Shale Executives Address Investor Concerns Over Production, Frac Hits, Up-Spacing
It is earnings season, which means it is time for oil and gas executives to put themselves under the microscope for their investors. Every quarter, these calls are a reminder that the fuel of the US shale revolution was the unconventional sector’s access to financing from banks and private lenders.
Recently, these calls have also reflected the growing concern investors have over the future growth of the tight-oil business, largely due to the effects caused by interwell communication events known as frac hits. These well-documented issues appear to have led to stricter limits on how many wells can be economically squeezed into a drilling section. Many producers are now moving away from high-density development plans in favor of significantly smaller plans, dubbed by some as “up spacing.”
Last year, both Devon Energy and Continental Resources backed off tight spacing in Oklahoma’s SCOOP/STACK, among the largest new oil-rich shale plays in the US. This practice was highlighted by RS Energy Group in November when it issued a brief report that said as the large producers tested eight to 14 wells per section, they found that frac hits were causing unexpectedly high production losses. The lower limit of eight wells per section is now the ceiling for both Devon and Continental.
The Calgary-based analytics consultancy has followed up on that report by saying that it has seen a trend of well density reversals in the Permian Basin.
“Operators are generally developing their acreage at a per-zone density of six to eight wells per section in the unconventional formations with some testing as dense as 16. Wells at this density have largely been poor performers with the exception of the deeper, more resource-rich areas of the Delaware Basin,” the company said in a statement.
The focus has shifted to maximizing recovery on a field-wide basis vs. by individual wells—a shift noted in recent earnings reports. According to RS Energy, this means that lower recovery rates per well will be “acceptable and, in fact, desirable in some cases.” The firm estimates that six to eight wells per section is the optimal range for the Midland Basin but could be higher for certain areas of the other side of the Permian in the Delaware Basin. “That said, some operators are finding that their initial expectations for wells/section were overly optimistic,” the firm said.
For the Eagle Ford Shale, optimal spacing has more variation due to the geology and the formation’s different hydrocarbon windows, e.g., wet gas, dry gas, and oil. In the volatile oil window, up to 24 wells per section with a 2-3 zone staggered placement caused no “visible deterioration,” according to RS Energy. In other areas, the economic limit appears to be 12-20 wells per section. “In general, downspacing has surprised to the upside in the Eagle Ford,” the company said.
Centennial Resource Development
On its earnings call with investors 26 February, Centennial Resource Development, which has increased production from 8,400 B/D to last year’s 61,000 B/D, faced questions about missed production expectations. Mark Papa, chairman and chief executive officer of the Delaware Basin pure-play operator, responded by saying that the expectations were not the corporate guidance, which he described as being “accurate,” adding that, “We’re just simply not responsible for guidance that’s created by Wall Street.”

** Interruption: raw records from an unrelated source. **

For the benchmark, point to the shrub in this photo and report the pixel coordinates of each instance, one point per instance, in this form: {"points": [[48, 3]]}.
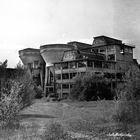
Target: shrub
{"points": [[16, 95], [128, 104], [55, 131], [38, 91], [10, 105], [91, 87]]}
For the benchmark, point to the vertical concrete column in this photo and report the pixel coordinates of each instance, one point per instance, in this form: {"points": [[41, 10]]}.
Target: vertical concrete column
{"points": [[61, 82], [46, 79]]}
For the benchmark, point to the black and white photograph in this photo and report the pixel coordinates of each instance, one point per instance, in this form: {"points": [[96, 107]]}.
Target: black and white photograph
{"points": [[69, 70]]}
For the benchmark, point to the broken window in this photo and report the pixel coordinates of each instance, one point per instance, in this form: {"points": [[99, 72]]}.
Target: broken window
{"points": [[57, 66], [64, 65], [82, 64], [89, 63], [58, 76], [65, 86], [65, 76], [97, 64], [72, 65], [111, 57], [72, 75]]}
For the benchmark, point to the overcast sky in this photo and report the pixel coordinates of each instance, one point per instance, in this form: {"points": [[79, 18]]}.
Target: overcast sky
{"points": [[31, 23]]}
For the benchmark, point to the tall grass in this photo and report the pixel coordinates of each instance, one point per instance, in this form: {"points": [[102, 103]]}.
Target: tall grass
{"points": [[128, 104]]}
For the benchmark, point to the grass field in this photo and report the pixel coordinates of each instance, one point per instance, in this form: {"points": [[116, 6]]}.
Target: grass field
{"points": [[88, 120]]}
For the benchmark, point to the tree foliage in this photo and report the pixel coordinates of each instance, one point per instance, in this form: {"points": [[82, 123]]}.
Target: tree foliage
{"points": [[91, 87]]}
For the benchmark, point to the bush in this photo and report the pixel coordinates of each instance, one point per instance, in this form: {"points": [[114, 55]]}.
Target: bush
{"points": [[55, 131], [128, 104], [16, 95], [91, 87], [38, 91]]}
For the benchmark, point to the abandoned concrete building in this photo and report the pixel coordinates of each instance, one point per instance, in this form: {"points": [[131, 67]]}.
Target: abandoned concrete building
{"points": [[54, 66]]}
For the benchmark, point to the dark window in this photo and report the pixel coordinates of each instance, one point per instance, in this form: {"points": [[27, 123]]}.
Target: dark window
{"points": [[65, 76], [64, 65], [71, 85], [111, 57], [72, 65], [90, 64], [29, 65], [98, 64], [57, 66], [36, 64], [58, 76], [72, 75], [65, 86], [81, 64]]}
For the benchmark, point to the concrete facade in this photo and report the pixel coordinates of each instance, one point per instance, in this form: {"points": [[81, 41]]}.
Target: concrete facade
{"points": [[105, 56]]}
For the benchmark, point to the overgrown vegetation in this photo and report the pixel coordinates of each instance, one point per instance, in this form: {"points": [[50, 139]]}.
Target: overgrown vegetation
{"points": [[128, 104], [90, 87], [16, 94]]}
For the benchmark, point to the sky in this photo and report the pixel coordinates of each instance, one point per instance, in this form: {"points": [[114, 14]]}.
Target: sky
{"points": [[32, 23]]}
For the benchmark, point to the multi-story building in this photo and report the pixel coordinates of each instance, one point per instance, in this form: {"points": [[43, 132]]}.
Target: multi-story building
{"points": [[106, 56]]}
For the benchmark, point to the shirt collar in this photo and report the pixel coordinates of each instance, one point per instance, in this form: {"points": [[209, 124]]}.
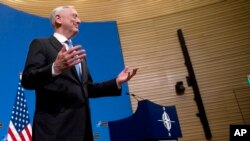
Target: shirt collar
{"points": [[60, 37]]}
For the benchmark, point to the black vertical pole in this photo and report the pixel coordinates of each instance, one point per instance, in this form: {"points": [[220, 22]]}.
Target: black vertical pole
{"points": [[192, 82]]}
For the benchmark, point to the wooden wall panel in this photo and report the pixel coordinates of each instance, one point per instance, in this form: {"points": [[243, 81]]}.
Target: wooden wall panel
{"points": [[217, 38], [217, 34], [106, 10]]}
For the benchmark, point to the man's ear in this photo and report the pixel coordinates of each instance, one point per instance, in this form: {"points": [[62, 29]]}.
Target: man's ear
{"points": [[58, 19]]}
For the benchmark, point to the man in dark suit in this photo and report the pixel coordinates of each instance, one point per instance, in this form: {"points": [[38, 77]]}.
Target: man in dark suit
{"points": [[57, 72]]}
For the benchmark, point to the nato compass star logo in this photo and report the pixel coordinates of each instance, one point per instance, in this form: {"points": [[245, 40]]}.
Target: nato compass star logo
{"points": [[166, 121]]}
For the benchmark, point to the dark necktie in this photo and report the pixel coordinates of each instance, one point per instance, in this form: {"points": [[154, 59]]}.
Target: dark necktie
{"points": [[77, 66]]}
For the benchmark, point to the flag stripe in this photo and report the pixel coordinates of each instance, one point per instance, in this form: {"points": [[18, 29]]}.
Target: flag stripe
{"points": [[21, 136], [28, 132], [20, 127]]}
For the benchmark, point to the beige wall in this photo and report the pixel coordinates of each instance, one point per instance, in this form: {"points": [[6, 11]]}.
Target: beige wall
{"points": [[217, 35]]}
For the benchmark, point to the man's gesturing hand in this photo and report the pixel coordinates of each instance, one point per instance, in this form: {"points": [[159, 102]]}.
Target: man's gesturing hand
{"points": [[68, 58], [125, 75]]}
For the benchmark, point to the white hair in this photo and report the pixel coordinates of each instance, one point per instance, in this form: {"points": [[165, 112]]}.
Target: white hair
{"points": [[56, 11]]}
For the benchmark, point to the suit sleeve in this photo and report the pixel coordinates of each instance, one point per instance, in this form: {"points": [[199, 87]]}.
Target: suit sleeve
{"points": [[37, 69]]}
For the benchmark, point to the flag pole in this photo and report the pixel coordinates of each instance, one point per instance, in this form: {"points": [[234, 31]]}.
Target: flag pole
{"points": [[20, 75]]}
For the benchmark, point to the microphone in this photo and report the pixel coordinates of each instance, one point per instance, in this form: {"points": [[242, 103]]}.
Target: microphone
{"points": [[135, 96]]}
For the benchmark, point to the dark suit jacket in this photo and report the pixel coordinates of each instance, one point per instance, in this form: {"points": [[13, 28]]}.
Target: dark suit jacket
{"points": [[62, 107]]}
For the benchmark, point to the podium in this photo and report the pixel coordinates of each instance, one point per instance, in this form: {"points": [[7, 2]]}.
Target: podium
{"points": [[150, 122]]}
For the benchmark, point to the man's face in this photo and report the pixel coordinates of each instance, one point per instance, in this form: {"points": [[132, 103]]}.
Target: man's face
{"points": [[69, 21]]}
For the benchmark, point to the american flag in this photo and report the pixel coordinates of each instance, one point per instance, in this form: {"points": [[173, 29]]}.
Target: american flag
{"points": [[19, 127]]}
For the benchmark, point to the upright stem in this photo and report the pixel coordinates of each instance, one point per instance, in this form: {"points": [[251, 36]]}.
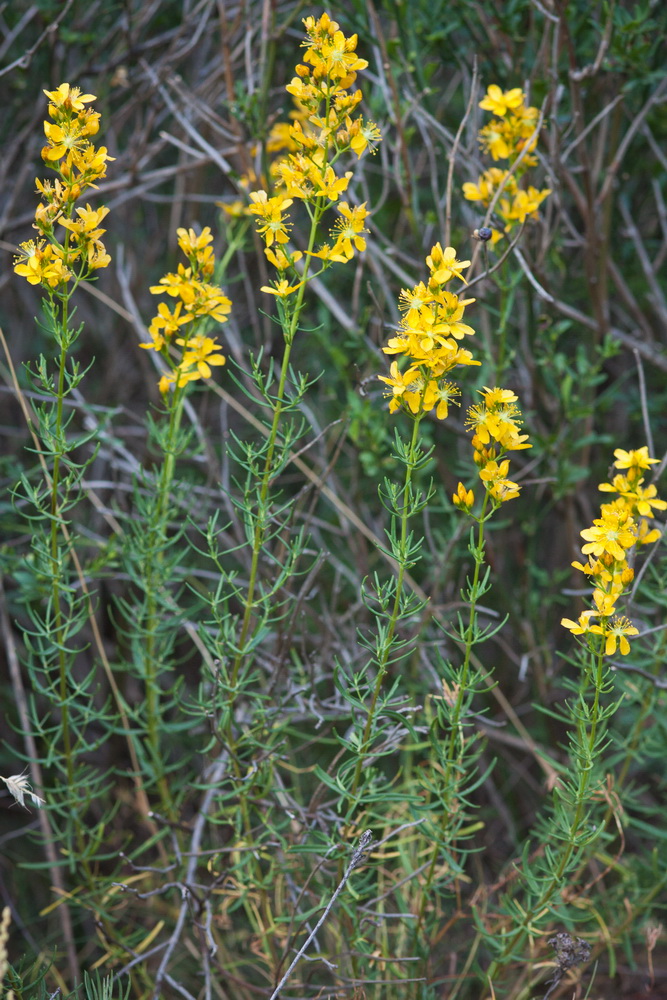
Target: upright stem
{"points": [[385, 650]]}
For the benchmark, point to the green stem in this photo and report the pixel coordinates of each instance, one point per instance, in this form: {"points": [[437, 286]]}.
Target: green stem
{"points": [[580, 809], [155, 555], [383, 659], [454, 752]]}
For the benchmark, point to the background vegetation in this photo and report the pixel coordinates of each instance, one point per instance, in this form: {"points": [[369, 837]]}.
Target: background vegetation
{"points": [[195, 859]]}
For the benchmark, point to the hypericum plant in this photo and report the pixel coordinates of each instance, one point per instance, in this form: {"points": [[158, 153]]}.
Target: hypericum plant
{"points": [[428, 349], [622, 524], [180, 335], [256, 556], [583, 819], [52, 585], [512, 135]]}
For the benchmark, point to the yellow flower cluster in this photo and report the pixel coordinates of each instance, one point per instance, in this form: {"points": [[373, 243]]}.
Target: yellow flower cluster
{"points": [[429, 336], [506, 136], [622, 524], [323, 129], [495, 423], [50, 260], [198, 302]]}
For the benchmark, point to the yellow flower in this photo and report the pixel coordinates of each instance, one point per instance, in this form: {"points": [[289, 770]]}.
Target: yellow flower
{"points": [[66, 98], [463, 499], [616, 631], [638, 459], [499, 102], [443, 264], [350, 229], [610, 533], [362, 135], [199, 352], [282, 288], [402, 386]]}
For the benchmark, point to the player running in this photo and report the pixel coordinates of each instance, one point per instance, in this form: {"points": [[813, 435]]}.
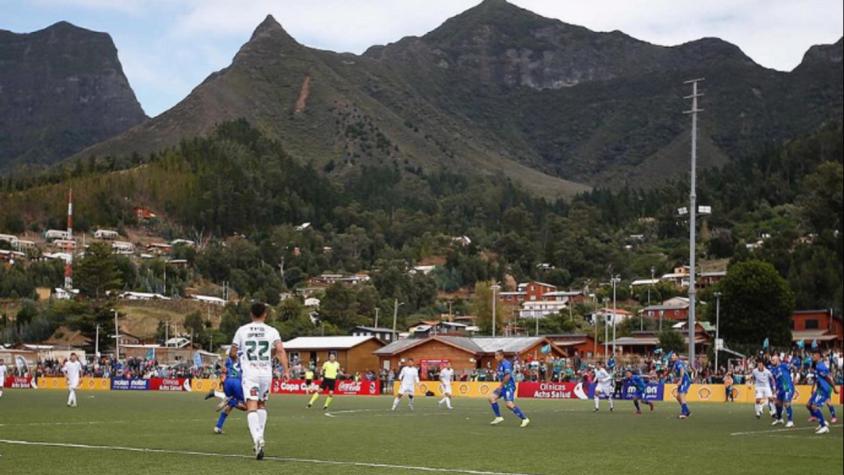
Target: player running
{"points": [[72, 370], [785, 390], [253, 345], [2, 376], [506, 391], [764, 382], [824, 387], [409, 378], [635, 381], [604, 385], [329, 380], [232, 393], [446, 377], [684, 382]]}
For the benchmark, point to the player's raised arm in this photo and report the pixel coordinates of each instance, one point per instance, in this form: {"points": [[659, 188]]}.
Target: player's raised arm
{"points": [[281, 355]]}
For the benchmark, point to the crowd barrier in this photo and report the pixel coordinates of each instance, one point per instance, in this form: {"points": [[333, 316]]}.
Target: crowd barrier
{"points": [[742, 393]]}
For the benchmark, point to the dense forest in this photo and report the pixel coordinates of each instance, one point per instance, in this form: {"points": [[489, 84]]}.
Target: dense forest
{"points": [[245, 196]]}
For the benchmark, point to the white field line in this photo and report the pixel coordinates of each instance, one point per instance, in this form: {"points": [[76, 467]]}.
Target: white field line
{"points": [[242, 456], [774, 431]]}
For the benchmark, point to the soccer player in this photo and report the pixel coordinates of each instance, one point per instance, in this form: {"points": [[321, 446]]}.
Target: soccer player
{"points": [[254, 344], [233, 393], [72, 370], [639, 384], [824, 386], [785, 390], [329, 380], [506, 391], [764, 382], [684, 382], [604, 384], [409, 378], [2, 376], [446, 377]]}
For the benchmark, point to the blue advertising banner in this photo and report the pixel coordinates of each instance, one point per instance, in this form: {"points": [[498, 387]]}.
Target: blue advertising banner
{"points": [[120, 384], [653, 391]]}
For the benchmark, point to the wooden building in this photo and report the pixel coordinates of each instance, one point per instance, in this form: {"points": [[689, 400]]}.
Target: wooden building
{"points": [[355, 353]]}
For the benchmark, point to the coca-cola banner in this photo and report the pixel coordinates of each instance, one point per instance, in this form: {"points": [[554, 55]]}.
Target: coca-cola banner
{"points": [[19, 382], [169, 384], [348, 388], [549, 390]]}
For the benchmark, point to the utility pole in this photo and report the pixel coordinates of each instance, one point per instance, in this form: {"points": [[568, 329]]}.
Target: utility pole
{"points": [[615, 280], [494, 288], [693, 217], [717, 325], [116, 337]]}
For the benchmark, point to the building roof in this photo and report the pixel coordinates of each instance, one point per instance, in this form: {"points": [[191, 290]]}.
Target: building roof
{"points": [[326, 342]]}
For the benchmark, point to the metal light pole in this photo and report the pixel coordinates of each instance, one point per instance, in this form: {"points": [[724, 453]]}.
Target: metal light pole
{"points": [[494, 288], [615, 280], [717, 325], [116, 337], [693, 218]]}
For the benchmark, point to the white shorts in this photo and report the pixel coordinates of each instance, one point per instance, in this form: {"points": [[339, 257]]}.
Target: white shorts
{"points": [[605, 389], [256, 389], [408, 389]]}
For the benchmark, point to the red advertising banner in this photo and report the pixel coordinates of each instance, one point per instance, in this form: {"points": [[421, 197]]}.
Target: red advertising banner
{"points": [[548, 390], [169, 384], [18, 382], [344, 387]]}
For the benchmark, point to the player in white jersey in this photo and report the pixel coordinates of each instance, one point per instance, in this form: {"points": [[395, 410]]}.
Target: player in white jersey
{"points": [[764, 384], [603, 386], [2, 376], [446, 377], [72, 370], [408, 379], [254, 345]]}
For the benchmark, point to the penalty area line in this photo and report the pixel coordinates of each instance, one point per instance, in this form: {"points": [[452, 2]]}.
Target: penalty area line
{"points": [[774, 431], [118, 448]]}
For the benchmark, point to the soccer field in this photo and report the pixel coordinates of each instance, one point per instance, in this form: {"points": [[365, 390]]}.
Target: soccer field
{"points": [[115, 432]]}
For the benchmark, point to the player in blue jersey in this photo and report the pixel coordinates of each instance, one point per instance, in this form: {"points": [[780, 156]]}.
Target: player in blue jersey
{"points": [[684, 382], [824, 387], [506, 391], [785, 390], [639, 385], [232, 393]]}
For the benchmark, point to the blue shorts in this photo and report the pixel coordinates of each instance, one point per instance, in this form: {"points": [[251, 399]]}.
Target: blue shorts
{"points": [[234, 391], [819, 398], [508, 393]]}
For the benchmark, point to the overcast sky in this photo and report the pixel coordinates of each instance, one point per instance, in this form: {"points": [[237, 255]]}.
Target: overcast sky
{"points": [[169, 46]]}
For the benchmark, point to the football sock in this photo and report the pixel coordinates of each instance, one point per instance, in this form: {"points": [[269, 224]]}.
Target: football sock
{"points": [[262, 420], [254, 423], [222, 419]]}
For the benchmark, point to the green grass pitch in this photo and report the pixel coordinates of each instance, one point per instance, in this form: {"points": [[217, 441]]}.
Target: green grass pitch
{"points": [[126, 433]]}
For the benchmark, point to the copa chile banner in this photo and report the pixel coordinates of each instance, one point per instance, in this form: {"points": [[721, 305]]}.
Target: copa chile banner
{"points": [[343, 387], [19, 382]]}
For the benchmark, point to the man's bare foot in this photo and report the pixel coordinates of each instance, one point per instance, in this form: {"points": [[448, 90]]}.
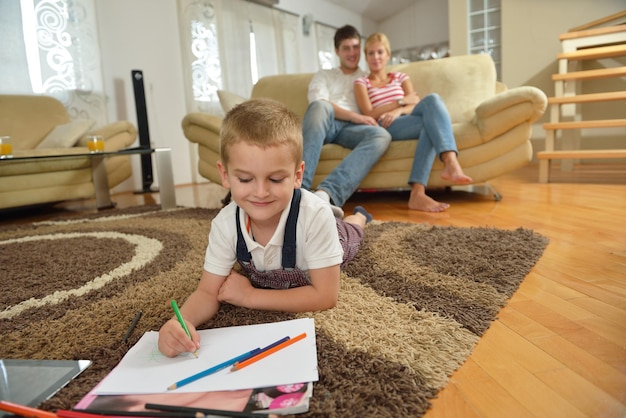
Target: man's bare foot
{"points": [[452, 170], [422, 202]]}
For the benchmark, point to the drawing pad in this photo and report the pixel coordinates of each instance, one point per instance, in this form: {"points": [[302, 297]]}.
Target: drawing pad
{"points": [[30, 382]]}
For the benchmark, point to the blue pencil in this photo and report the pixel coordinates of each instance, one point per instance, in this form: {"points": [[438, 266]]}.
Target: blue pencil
{"points": [[213, 369]]}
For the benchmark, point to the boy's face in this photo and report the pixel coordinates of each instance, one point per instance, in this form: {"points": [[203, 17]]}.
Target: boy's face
{"points": [[349, 53], [261, 181]]}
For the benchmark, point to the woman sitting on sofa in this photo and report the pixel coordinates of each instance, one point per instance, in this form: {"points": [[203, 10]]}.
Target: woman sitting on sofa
{"points": [[389, 98]]}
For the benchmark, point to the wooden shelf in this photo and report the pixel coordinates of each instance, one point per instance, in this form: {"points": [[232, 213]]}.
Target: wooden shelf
{"points": [[582, 154], [594, 53], [591, 74], [589, 98], [585, 124], [592, 32], [585, 43]]}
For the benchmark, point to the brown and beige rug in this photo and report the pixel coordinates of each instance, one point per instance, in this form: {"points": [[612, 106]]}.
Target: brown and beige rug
{"points": [[412, 306]]}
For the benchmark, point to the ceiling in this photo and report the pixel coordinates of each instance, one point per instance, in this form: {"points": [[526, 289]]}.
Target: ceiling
{"points": [[375, 10]]}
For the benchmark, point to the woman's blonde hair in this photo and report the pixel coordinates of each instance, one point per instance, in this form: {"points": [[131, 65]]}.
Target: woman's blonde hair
{"points": [[264, 123], [378, 37]]}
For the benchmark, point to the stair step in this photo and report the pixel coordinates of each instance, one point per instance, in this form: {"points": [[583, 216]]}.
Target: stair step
{"points": [[588, 98], [585, 124], [591, 74], [573, 154], [594, 53]]}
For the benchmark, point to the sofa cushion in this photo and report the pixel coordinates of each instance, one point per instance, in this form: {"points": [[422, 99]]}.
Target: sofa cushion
{"points": [[66, 135]]}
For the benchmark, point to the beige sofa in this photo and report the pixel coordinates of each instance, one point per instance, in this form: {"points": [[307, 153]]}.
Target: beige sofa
{"points": [[28, 120], [492, 124]]}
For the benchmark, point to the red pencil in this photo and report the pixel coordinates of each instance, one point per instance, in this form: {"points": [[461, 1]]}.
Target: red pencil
{"points": [[25, 411], [263, 354]]}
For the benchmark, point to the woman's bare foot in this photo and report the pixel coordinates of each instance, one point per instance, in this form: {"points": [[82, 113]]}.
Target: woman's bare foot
{"points": [[419, 200], [452, 170]]}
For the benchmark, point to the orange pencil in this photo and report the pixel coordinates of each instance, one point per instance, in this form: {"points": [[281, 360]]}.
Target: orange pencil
{"points": [[25, 411], [241, 365]]}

He continued: “The issue for the entire Permian Basin relates to parent-child wells. Every year, every company is drilling a higher percentage of child wells and those wells are simply not as powerful as the parent wells.”
After noting the flurry of recent mergers and acquisitions, Papa said, “If you look just under the hood, you see that every company has to run faster and faster to achieve growth because you're seeing the effect of geology and well interference that is taking a toll.”
Papa, most recognized as the founder of major shale producer EOG, told investors later that the company does not share decline rates, calling the request an “entrapment question.”
Pioneer Natural Resources
Pioneer said in its earnings call earlier this month that it is departing from its previous goal of achieving 1 million B/D in the Permian. Tim Dove, the chief executive for Pioneer at the time, said, “We don’t really consider the million-barrel target as the main driver here,” adding that “capital discipline” and free cash flow will be the bigger focus going forward.
The operator also noted that it is following the trend of co-developments that involve drilling and completing a series of wells in close succession. The expectation is that this strategy will help avoid negative impacts to parent and child wells. J.D. Hall, Pioneer’s executive vice president, said the downside to the process is that developing large pads at once comes with longer cycle times.
For a three-well, co-developed pad, the typical time required from spud to production is about 170 days. “And for every well you add to a pad, you’re basically going to have [an additional] 30 to 40 days,” said Hall. About half of Pioneer’s well pads will be of the three-well variety, which will give the operator the ability to keep adding production at a quicker pace than is possible with four well pads.
Pads with seven and eight wells represent a “small percentage” of the total, but appear to reveal that going big is better. Hall highlighted an example of eight wells that were drilled and completed as a single project and turned in a 34% higher production rate than wells previously drilled in the same area. “These results also drive our strategy to implement more large-scale projects in 2019,” he added.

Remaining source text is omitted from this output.